Antonella Giua, che viveva alla Celadina con il marito, è morta al Don Orione, dove era stata ricoverata dopo il raschiamento. Per tutti questi anni il marito Ermanno Cereda non ha mai smesso di vegliarla, trascorrendo al capezzale della madre del loro splendido figlio, Antonio, oggi tredicenne, studente alle scuole medie, intere giornate, forse anche con la speranza nel cuore che la sua amatissima compagna potesse prima o poi svegliarsi, riprendere a sorridere come se il buio del coma fosse stato solo un lungo incubo. Per riabbracciare quel ragazzo che non aveva mai potuto stringere forte, veder crescere, amare.

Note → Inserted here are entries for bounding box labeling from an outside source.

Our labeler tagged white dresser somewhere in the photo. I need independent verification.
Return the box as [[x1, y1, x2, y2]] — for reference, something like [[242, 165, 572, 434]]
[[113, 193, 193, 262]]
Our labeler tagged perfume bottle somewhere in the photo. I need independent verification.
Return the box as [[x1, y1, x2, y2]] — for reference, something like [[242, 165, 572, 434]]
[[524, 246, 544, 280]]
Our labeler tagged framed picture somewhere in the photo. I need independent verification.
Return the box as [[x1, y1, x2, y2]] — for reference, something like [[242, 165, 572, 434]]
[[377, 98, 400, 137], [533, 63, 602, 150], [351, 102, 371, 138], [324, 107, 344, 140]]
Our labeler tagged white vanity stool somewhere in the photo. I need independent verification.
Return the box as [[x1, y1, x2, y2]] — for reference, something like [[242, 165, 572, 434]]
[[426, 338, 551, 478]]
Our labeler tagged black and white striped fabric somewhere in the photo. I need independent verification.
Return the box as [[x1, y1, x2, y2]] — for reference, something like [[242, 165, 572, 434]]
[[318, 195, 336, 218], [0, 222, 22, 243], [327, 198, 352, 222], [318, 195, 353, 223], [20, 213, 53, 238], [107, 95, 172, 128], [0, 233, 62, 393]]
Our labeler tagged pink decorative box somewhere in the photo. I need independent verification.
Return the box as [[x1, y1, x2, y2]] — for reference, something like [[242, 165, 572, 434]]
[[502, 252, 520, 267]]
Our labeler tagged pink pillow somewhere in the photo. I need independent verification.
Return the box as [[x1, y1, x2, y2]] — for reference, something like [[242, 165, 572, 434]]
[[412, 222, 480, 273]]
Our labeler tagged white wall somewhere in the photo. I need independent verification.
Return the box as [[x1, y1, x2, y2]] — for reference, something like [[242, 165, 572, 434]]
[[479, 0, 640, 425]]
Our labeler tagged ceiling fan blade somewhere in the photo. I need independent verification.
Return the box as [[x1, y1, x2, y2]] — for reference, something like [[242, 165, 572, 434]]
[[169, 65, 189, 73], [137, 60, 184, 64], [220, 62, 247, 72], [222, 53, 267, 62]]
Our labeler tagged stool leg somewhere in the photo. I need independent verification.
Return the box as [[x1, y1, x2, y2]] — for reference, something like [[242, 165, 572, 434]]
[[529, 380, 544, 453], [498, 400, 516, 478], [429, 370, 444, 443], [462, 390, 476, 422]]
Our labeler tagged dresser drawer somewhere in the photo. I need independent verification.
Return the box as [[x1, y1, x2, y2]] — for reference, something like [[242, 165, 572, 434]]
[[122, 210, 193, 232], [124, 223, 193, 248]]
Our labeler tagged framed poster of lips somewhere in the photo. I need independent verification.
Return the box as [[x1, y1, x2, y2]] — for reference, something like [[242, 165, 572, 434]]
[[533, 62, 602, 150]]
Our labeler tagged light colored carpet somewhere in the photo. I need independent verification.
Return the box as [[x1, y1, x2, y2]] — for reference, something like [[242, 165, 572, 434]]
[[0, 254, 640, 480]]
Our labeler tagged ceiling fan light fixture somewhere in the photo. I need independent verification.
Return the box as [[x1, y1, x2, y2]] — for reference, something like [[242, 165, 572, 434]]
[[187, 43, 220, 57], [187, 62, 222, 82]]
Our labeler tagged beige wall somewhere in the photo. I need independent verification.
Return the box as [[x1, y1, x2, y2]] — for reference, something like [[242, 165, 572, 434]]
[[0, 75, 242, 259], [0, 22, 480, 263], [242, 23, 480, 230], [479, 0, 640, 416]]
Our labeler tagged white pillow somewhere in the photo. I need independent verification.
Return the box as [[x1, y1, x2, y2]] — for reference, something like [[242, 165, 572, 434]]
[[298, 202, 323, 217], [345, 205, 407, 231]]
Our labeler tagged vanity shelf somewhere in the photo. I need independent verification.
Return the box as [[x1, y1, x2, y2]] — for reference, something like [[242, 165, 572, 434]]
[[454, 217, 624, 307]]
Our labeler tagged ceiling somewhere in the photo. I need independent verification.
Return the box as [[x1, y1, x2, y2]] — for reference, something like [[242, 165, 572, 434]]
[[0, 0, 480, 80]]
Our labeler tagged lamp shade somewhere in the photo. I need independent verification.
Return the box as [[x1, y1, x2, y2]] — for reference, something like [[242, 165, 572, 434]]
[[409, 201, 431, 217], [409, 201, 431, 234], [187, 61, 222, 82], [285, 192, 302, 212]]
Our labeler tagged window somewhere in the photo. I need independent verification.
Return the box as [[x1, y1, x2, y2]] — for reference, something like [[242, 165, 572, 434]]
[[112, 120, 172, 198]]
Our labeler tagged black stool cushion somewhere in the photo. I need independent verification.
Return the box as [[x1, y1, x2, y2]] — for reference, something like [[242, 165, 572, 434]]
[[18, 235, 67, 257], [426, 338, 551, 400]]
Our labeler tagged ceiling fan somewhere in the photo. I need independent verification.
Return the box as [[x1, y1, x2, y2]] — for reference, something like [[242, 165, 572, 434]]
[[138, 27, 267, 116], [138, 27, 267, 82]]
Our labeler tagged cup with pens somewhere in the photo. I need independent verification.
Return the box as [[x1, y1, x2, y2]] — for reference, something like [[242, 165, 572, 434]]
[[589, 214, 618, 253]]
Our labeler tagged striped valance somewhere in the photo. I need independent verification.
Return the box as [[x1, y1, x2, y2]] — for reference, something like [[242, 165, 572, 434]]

Per abbracciare suo marito.
«No, non siamo ricaduti nel dolore, il dolore non ci ha mai abbandonati neppure un momento in tutti questi anni», dice la sorella di Antonella Giua, Annamaria, che vive a Nuraminis, il paese dove risiede anche l'anziana madre ottantunenne. «Mio cognato Ermanno è stato, è un marito eccezionale. Un uomo che ha amato con forza Antonella e che per tredici anni non le ha mai fatto mancare la sua presenza, il suo affetto, il suo rispetto. Per tutto questo periodo in cui mia sorella è rimasta in coma, Ermanno non l'ha lasciata sola neanche per un attimo. Per tre, quattro volte la settimana stava al fianco di Antonella, in ospedale. Anche Antonio ha fatto lo stesso. Sua madre l'ha sempre conosciuta così, immobile in quel letto».
Un incidente finito sui tavoli della magistratura. Fu il pubblico ministero Carmen Pugliese a occuparsene. L'anestesista presente in quel momento in sala operatoria, Roberto D'Amicantonio, il primario di Anestesia Giuseppe Ricucci, e il responsabile della manutenzione, Alberico Casati, furono accusati di lesioni colpose gravissime. Il pm contestava all'anestesista il non aver monitorato correttamente la paziente, al primario l'aver permesso di eseguire l'anestesia con un macchinario non in perfetto stato (il Toy), privo di meccanismi adeguati di sicurezza; all'ingegnere della manutenzione infine il non aver fatto le opportune verifiche. I tre medici hanno sempre respinto le accuse. A giugno del 2004 il giudice Giovanni Gerosa li aveva giudicati in primo grado colpevoli, condannando D'Amicantonio a ventidue mesi di reclusione, Ricucci a 200 euro di multa e Casati a 300 euro di sanzione, concedendo a tutti la sospensione condizionale della pena. Adesso il caso si riapre.